Last Monday Buckingham Palace announced the King was undergoing treatment for cancer, and had been advised by his doctors to postpone his public-facing duties.

The diagnosis comes after the King's recent hospital visit for benign prostate enlargement, during which the palace said "a separate issue of concern was noted".

In a message the 75-year-old monarch wrote: “I would like to express my most heartfelt thanks for the many messages of support and good wishes I have received in recent days.

"As all those who have been affected by cancer will know, such kind thoughts are the greatest comfort and encouragement.

"It is equally heartening to hear how sharing my own diagnosis has helped promote public understanding and shine a light on the work of all those organisations which support cancer patients and their families across the UK and wider world.
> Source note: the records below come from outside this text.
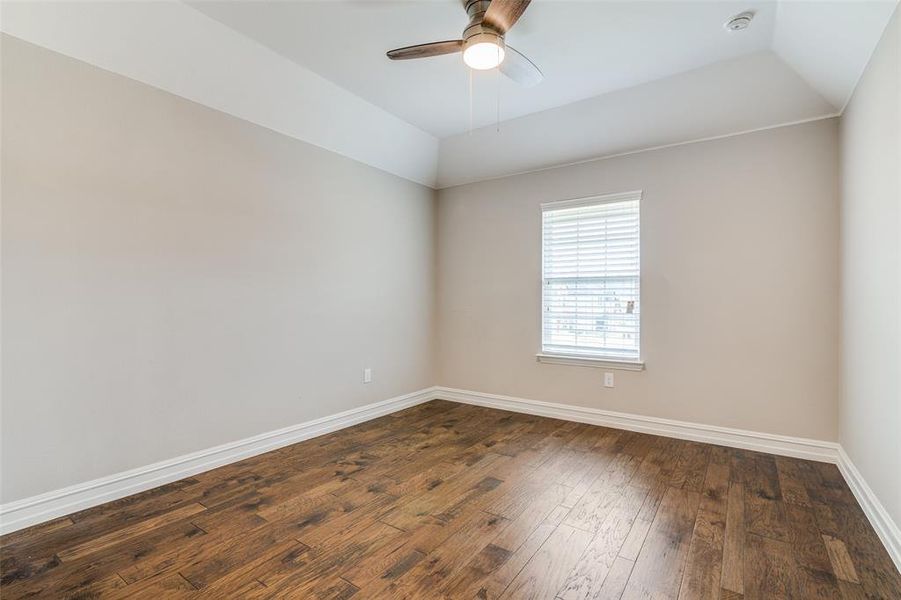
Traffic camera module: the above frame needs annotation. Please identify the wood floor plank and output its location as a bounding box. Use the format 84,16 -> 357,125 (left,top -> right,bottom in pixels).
501,523 -> 593,600
0,401 -> 901,600
679,508 -> 726,600
622,487 -> 701,600
744,533 -> 803,600
557,486 -> 648,600
720,483 -> 746,594
56,503 -> 206,562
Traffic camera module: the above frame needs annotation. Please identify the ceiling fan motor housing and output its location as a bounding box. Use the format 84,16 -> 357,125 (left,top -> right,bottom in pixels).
462,0 -> 505,58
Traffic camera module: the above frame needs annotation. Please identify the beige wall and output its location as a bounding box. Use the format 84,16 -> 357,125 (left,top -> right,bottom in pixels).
2,37 -> 434,502
438,119 -> 839,440
839,10 -> 901,524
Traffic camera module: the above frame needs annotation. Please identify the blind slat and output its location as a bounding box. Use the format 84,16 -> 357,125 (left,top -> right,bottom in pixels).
542,197 -> 641,360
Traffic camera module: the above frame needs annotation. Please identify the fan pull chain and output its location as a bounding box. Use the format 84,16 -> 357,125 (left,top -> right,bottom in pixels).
469,69 -> 472,135
494,51 -> 501,133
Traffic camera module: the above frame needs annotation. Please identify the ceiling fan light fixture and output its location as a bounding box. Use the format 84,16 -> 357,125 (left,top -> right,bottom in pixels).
463,33 -> 504,71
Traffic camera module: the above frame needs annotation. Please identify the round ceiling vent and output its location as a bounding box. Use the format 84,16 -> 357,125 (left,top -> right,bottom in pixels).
724,11 -> 754,31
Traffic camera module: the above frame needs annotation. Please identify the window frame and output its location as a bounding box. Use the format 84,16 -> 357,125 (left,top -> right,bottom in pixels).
535,190 -> 645,371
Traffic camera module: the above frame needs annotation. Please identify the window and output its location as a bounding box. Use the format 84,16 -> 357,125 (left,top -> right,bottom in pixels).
538,192 -> 641,365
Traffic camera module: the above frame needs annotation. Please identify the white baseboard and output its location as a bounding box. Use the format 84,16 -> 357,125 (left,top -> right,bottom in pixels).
434,387 -> 901,571
0,388 -> 435,535
838,447 -> 901,572
0,387 -> 901,571
435,387 -> 838,463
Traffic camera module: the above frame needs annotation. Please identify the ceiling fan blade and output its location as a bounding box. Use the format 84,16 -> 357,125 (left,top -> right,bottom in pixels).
388,40 -> 463,60
500,46 -> 544,87
482,0 -> 530,35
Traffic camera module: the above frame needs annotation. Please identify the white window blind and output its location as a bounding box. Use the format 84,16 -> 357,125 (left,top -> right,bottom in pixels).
542,192 -> 641,361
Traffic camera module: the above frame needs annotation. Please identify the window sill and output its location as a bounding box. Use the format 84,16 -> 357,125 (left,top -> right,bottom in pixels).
535,352 -> 644,371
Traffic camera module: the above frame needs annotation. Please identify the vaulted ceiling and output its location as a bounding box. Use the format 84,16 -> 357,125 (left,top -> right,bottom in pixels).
0,0 -> 897,187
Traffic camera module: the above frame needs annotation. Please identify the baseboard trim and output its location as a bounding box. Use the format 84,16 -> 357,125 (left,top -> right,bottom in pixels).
0,388 -> 436,535
435,387 -> 838,463
838,447 -> 901,572
433,387 -> 901,571
8,386 -> 901,571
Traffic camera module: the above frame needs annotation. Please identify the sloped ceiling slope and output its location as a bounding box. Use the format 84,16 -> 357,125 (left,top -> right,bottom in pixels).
0,0 -> 897,187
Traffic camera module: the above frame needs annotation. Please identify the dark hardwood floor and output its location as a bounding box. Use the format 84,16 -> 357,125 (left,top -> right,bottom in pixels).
0,401 -> 901,600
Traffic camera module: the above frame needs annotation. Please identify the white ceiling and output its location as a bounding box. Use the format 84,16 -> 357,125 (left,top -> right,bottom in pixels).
0,0 -> 898,187
191,0 -> 894,138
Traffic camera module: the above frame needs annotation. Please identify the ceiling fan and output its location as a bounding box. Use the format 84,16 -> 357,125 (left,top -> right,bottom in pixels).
388,0 -> 544,87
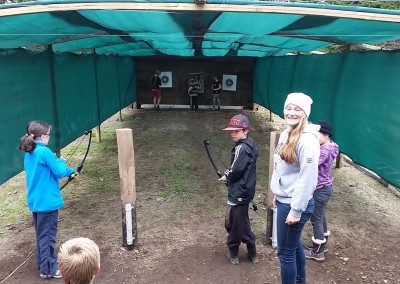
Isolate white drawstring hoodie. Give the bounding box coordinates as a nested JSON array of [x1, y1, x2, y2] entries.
[[270, 124, 320, 218]]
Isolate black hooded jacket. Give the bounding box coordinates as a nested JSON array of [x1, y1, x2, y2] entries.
[[225, 137, 258, 204]]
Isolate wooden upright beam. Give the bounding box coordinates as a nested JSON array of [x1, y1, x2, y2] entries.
[[267, 131, 280, 207], [116, 128, 138, 249], [266, 131, 280, 245]]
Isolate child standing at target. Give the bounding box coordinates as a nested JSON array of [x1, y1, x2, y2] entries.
[[19, 120, 76, 278], [219, 114, 258, 264]]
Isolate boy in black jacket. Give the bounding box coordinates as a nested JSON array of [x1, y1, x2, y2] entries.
[[219, 114, 258, 264]]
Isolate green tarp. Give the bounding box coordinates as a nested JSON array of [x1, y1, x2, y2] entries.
[[0, 51, 136, 184], [253, 51, 400, 187]]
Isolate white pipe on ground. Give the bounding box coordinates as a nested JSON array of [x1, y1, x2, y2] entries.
[[125, 203, 133, 246], [271, 207, 278, 248]]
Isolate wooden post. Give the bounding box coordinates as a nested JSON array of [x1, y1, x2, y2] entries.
[[96, 124, 101, 143], [335, 153, 344, 169], [266, 131, 280, 245], [116, 128, 138, 250]]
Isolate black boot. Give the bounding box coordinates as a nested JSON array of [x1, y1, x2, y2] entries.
[[305, 237, 326, 262], [303, 235, 329, 253], [225, 247, 239, 264], [247, 244, 258, 264]]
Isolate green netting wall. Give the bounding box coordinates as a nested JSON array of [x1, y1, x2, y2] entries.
[[0, 51, 137, 184], [253, 51, 400, 187]]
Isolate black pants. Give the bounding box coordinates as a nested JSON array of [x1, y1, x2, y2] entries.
[[225, 204, 256, 248], [190, 96, 199, 110]]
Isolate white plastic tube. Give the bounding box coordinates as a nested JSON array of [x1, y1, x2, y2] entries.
[[125, 203, 133, 246], [271, 207, 278, 248]]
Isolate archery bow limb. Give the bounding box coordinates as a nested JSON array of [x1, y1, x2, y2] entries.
[[203, 139, 222, 177], [60, 129, 92, 190]]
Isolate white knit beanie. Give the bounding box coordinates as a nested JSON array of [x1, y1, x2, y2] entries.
[[283, 93, 313, 117]]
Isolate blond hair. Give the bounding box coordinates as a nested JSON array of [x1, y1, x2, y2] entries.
[[279, 112, 308, 164], [58, 237, 100, 284]]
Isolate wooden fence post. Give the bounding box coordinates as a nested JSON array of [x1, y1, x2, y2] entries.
[[116, 128, 138, 249]]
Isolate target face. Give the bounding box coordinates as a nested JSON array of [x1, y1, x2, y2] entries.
[[222, 74, 237, 92], [161, 76, 169, 84], [225, 79, 233, 87], [160, 71, 172, 88]]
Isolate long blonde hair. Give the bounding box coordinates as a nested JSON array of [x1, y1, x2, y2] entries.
[[279, 112, 308, 164]]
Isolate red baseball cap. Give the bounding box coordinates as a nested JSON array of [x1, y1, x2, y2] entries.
[[222, 114, 250, 130]]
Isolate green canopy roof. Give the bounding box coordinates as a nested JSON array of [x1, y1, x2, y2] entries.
[[0, 0, 400, 57]]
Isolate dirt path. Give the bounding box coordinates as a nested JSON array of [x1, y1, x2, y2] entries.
[[0, 110, 400, 284]]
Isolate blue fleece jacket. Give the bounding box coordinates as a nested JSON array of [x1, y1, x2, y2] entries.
[[24, 142, 75, 212]]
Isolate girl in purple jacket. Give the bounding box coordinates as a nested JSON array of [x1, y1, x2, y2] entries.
[[304, 121, 339, 262]]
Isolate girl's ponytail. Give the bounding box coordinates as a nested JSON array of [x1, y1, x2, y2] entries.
[[18, 120, 51, 153]]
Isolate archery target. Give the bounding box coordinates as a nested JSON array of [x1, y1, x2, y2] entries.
[[222, 74, 237, 91], [160, 71, 172, 88]]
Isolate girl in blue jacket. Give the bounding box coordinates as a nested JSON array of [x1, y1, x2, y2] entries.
[[19, 120, 75, 278]]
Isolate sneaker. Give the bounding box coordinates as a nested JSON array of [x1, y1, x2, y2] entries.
[[247, 255, 260, 264], [225, 248, 239, 265], [304, 250, 325, 262], [40, 273, 51, 279], [303, 241, 329, 253], [52, 270, 62, 279]]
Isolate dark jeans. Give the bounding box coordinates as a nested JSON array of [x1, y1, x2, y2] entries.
[[225, 204, 256, 249], [33, 210, 58, 275], [276, 199, 314, 284], [190, 96, 199, 110], [311, 185, 333, 240]]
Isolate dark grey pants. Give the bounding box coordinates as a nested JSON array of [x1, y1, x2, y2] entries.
[[311, 185, 333, 240], [33, 210, 58, 275], [225, 204, 256, 249]]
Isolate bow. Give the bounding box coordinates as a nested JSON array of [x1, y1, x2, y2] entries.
[[203, 139, 222, 177], [203, 139, 257, 211], [60, 129, 92, 190]]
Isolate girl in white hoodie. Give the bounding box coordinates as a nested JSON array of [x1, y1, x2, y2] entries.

"My lifelong admiration for their tireless care and dedication is all the greater as a result of my own personal experience."

Senior royals - including Queen Camilla and Prince of Wales - have been taking on his duties for some events while he undergoes treatment.

Prime Minister Rishi Sunak said he is in regular contact with the King and that he is thankful the illness was "caught early”.

Last week the mayor of London Sadiq Khan said he was “shocked” to hear about the King’s diagnosis saying all Londoners had him in their thoughts and prayers.

Speaking at an event on Tuesday he told LondonWorld: “The reason I think he’s incredibly brave and I welcome him sharing his news is that it will encourage others to get checked up with their doctors.

“We know from medical research but also anecdotal evidence that cancer is too prevalent in society. But also early detection and early diagnosis can save lives. I would encourage anyone who is concerned about their own health to get checked up.

“If you’re above a certain age man or woman you should be checked up regularly. I wish him all the best and the sooner he returns to full health the better.”